Taxation and Regulatory Compliance

What the SALT Deduction Cap Expiration Means for You

As the SALT deduction cap's 2025 expiration nears, learn how the revival of the AMT and legislative uncertainty could impact your potential tax savings.

A significant change to the U.S. tax code is scheduled for the end of 2025, impacting how much taxpayers can deduct for state and local taxes. The Tax Cuts and Jobs Act (TCJA) of 2017 introduced a $10,000 limit on this deduction, known as the SALT deduction. This provision is temporary and set to expire, which will directly influence the tax liability for many households that itemize deductions.

The Current SALT Deduction Cap

The Tax Cuts and Jobs Act established a limit on the amount of state and local taxes that itemizing taxpayers can deduct. Currently, an individual or a married couple filing jointly can deduct a maximum of $10,000 per household in combined taxes. For married taxpayers filing separately, this limit is $5,000 each. This cap was a departure from the prior tax code, which placed no dollar limit on the deduction.

The taxes eligible for this deduction fall into specific categories. Taxpayers can deduct their state and local property taxes, plus either their state and local income taxes or their state and local sales taxes, but not both. The choice between deducting income or sales taxes typically depends on which amount is higher, a calculation that can benefit residents of states with no income tax.

This limitation affects taxpayers in areas with high property values and high state income tax rates. Before the TCJA, these individuals could deduct the full amount of these taxes, reducing their federal taxable income.

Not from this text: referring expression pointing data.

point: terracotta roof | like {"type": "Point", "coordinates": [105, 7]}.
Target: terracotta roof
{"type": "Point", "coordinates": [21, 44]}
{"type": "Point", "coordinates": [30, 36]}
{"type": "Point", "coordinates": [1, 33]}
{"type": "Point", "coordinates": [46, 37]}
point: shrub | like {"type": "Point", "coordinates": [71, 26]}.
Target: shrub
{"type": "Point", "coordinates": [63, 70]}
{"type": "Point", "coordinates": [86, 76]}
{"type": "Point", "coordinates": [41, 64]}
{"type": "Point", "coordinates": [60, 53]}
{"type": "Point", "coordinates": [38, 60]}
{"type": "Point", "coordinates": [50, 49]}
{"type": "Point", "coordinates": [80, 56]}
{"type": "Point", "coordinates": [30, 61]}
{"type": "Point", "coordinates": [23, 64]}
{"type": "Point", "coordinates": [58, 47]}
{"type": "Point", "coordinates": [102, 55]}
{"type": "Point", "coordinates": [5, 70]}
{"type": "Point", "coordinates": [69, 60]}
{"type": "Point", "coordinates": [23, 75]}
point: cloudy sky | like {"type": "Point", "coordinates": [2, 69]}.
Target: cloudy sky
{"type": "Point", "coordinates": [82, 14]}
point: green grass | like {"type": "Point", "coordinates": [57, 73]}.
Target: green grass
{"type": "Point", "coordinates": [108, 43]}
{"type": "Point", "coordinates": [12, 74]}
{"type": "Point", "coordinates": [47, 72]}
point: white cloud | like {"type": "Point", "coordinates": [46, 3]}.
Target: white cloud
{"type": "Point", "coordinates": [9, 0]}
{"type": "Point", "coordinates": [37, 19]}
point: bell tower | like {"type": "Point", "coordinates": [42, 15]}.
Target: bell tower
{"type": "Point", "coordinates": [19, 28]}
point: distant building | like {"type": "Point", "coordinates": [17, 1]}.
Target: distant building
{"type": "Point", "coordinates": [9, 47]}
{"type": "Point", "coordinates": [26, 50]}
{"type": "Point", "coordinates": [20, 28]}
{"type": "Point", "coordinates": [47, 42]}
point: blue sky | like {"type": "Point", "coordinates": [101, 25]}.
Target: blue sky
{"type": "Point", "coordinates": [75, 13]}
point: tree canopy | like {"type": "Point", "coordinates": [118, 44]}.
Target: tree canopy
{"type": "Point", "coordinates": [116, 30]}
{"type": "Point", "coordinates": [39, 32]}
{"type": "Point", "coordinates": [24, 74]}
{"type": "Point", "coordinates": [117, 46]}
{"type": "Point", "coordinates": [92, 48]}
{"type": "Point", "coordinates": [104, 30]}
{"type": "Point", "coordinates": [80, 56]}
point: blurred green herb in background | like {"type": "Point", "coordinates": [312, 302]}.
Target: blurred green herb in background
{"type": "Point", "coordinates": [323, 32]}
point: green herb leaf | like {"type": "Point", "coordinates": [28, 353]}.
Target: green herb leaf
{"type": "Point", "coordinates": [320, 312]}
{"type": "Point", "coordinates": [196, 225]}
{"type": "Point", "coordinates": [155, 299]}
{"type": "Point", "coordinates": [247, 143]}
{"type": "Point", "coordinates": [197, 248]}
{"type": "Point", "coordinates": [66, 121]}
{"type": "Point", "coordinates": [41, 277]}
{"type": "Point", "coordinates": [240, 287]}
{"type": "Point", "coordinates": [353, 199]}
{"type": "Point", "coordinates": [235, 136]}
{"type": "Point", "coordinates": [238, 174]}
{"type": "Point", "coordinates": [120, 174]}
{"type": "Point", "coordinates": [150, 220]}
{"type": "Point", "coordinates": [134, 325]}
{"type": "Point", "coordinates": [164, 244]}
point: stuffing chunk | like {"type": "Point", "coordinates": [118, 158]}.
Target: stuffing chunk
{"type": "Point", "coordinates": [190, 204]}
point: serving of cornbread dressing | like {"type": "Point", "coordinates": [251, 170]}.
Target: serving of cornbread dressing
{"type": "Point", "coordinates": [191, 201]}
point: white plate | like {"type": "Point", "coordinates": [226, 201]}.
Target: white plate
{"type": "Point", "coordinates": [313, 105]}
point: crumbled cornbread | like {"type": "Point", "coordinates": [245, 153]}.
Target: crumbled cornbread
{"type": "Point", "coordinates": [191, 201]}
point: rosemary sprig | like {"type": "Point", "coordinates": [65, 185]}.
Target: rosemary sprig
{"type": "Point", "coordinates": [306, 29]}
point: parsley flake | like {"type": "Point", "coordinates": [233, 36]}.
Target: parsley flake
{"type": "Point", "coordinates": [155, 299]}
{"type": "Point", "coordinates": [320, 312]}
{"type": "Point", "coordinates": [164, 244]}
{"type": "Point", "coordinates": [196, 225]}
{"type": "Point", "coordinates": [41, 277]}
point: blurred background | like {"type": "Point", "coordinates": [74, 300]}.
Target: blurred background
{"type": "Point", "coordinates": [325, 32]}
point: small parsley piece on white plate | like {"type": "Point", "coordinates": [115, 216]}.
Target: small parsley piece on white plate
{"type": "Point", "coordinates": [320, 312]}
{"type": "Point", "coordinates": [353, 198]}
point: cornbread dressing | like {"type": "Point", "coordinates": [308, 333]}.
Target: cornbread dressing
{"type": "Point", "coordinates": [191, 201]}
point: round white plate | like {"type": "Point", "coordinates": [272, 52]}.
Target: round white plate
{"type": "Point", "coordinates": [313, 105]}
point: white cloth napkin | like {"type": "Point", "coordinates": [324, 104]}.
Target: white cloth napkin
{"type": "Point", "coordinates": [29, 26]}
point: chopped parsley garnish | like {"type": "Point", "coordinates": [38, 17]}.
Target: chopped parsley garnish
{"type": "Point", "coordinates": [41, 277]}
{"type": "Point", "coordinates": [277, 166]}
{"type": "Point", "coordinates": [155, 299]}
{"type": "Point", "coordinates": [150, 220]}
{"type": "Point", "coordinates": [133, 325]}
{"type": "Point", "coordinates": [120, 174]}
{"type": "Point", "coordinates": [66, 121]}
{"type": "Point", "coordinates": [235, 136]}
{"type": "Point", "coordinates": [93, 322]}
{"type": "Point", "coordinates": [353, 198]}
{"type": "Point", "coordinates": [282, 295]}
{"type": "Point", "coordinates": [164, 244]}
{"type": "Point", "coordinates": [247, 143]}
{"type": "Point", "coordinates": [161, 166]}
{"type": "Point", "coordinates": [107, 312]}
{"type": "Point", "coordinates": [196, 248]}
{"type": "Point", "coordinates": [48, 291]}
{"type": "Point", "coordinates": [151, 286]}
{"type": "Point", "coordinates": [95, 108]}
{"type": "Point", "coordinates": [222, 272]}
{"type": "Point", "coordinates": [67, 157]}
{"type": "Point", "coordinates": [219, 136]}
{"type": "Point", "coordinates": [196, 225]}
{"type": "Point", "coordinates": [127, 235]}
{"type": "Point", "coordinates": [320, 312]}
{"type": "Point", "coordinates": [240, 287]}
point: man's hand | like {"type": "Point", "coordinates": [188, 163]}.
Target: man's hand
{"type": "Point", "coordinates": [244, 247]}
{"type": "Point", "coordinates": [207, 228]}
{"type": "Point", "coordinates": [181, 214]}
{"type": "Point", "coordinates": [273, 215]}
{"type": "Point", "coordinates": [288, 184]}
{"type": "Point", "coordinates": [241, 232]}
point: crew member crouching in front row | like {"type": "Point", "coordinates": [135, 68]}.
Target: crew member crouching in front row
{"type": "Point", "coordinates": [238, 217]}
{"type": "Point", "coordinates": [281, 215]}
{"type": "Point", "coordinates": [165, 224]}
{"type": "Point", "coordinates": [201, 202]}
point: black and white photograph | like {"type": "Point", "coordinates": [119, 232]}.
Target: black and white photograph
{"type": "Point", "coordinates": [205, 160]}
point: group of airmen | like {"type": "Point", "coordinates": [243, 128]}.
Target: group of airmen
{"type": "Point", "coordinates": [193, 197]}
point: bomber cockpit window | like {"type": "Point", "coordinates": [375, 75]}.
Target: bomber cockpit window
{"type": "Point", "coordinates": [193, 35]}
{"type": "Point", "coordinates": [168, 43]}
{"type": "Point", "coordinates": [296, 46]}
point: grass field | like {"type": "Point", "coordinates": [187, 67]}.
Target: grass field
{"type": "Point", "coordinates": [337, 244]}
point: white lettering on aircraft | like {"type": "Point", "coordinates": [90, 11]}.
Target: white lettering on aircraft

The cap increased the federal tax burden for many in these regions, as state and local taxes paid above the $10,000 threshold are not deductible from federal income.

Scheduled Expiration and Direct Consequences

Unless Congress acts, the SALT deduction cap will disappear for tax years beginning after December 31, 2025. If the provision expires, the rules will revert to what they were before 2018, and the deduction for state and local taxes will again become unlimited for those who itemize.

A return to an unlimited SALT deduction brings back a complication from the pre-TCJA tax code: the Alternative Minimum Tax (AMT). The AMT is a parallel tax system requiring some taxpayers to calculate their liability twice—once under regular rules and once under AMT rules—and pay the higher amount. A primary difference in the AMT calculation is that it disallows the deduction for state and local taxes.

Under the old rules, large SALT deductions were a trigger for the AMT. As taxpayers claimed higher SALT deductions, their regular taxable income would decrease while their Alternative Minimum Taxable Income (AMTI) would not. This often pushed their AMT liability above their regular tax liability, clawing back much of the deduction’s benefit. The expiration of the cap is projected to cause the number of households paying the AMT to increase from approximately 200,000 to over 7 million.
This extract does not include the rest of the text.